Relatives wailed and some collapsed as they grieved on Friday over the small coffins carrying children slain by a fired police offer who stormed a day care center in rural Thailand during naptime, reports UNB.
The entire country reeled in the wake of Thursday's grisly knife and gun attack in a small town nestled among rice paddies in one of the nation's poorest regions. At least 24 of the 36 people killed in the assault, Thailand’s deadliest mass killing, were children.
“I cried until I had no more tears coming out of my eyes. They are running through my heart," said Seksan Sriraj, 28, who lost his pregnant wife due to give birth this month in the attack at the Young Children’s Development Center in Uthai Sawan.
“My wife and my child have gone to a peaceful place. I am alive and will have to live. If I can’t go on, my wife and my child will be worried about me, and they won’t be reborn in the next life," he said.

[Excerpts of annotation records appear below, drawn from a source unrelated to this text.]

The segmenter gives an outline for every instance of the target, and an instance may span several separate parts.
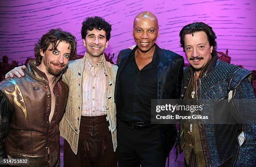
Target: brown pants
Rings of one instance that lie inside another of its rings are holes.
[[[117,166],[117,155],[106,116],[81,116],[77,154],[65,140],[64,167]]]

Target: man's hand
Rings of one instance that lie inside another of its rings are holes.
[[[135,48],[135,46],[136,46],[136,45],[133,45],[132,46],[131,46],[128,48],[130,50],[133,50],[134,48]]]
[[[19,66],[18,67],[15,67],[10,71],[7,73],[5,74],[5,79],[8,78],[13,78],[14,76],[16,76],[18,78],[21,77],[21,76],[24,76],[25,73],[23,71],[26,69],[26,66]]]

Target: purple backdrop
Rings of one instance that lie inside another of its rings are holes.
[[[249,0],[2,0],[0,5],[0,59],[24,63],[33,57],[33,45],[50,28],[60,28],[77,38],[83,54],[81,23],[87,17],[103,17],[112,25],[106,53],[115,53],[135,44],[131,36],[134,16],[149,10],[159,18],[160,47],[184,56],[179,33],[184,25],[203,21],[213,28],[218,51],[228,49],[231,63],[256,69],[256,1]]]

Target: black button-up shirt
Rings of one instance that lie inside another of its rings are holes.
[[[121,71],[118,116],[123,121],[151,122],[151,99],[157,98],[156,50],[155,47],[152,61],[141,70],[134,50]]]

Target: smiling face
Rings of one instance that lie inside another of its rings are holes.
[[[139,50],[143,52],[148,52],[159,35],[157,20],[150,17],[136,18],[132,35]]]
[[[184,37],[187,59],[197,71],[200,71],[212,58],[212,46],[210,46],[206,34],[203,31],[186,34]]]
[[[43,57],[39,65],[43,71],[52,76],[59,75],[65,69],[68,63],[71,49],[70,44],[65,42],[60,42],[56,50],[51,51],[52,45],[50,45],[45,52],[40,50]]]
[[[83,41],[89,57],[99,57],[102,55],[108,44],[108,41],[107,41],[106,38],[106,32],[95,28],[92,31],[87,30],[87,34]]]

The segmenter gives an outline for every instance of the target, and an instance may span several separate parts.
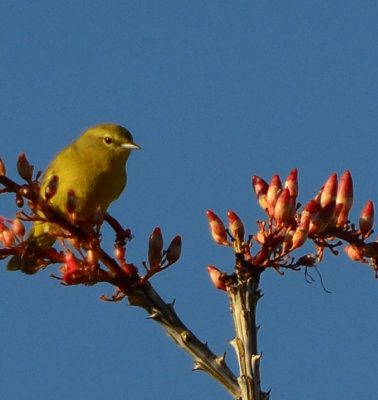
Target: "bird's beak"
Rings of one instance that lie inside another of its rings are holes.
[[[135,143],[122,143],[121,147],[123,147],[124,149],[130,149],[130,150],[140,150],[141,149],[141,147]]]

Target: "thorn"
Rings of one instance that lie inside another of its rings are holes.
[[[199,361],[194,361],[194,367],[192,371],[203,371],[203,368],[201,366],[201,363]]]
[[[219,364],[219,365],[224,365],[226,362],[226,352],[224,352],[221,356],[215,357],[215,361]]]

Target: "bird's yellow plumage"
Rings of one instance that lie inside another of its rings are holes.
[[[77,220],[94,215],[100,207],[106,211],[126,186],[126,161],[131,150],[140,149],[131,133],[120,125],[100,124],[86,130],[78,139],[62,150],[42,177],[41,194],[44,196],[49,182],[58,176],[58,189],[51,204],[61,213],[66,212],[67,192],[73,190],[77,198]],[[49,234],[53,226],[35,223],[28,242],[37,246],[51,246],[55,238]],[[35,265],[14,256],[8,269],[35,272]]]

A stream of people, including Prime Minister Prayuth Chan-ocha, other government representatives and relatives themselves, have left flowers at the day care center. By afternoon, bouquets of white roses and carnations lined the wall outside, along with five tiny juice boxes, bags of corn chips and a stuffed animal. A faded Thai flag flew at half-staff above the single-story building.
Later, relatives received the bodies at the local Buddhist temple. As the small, white coffins were opened, some screamed, while others fainted. Paramedics revived them with smelling salts.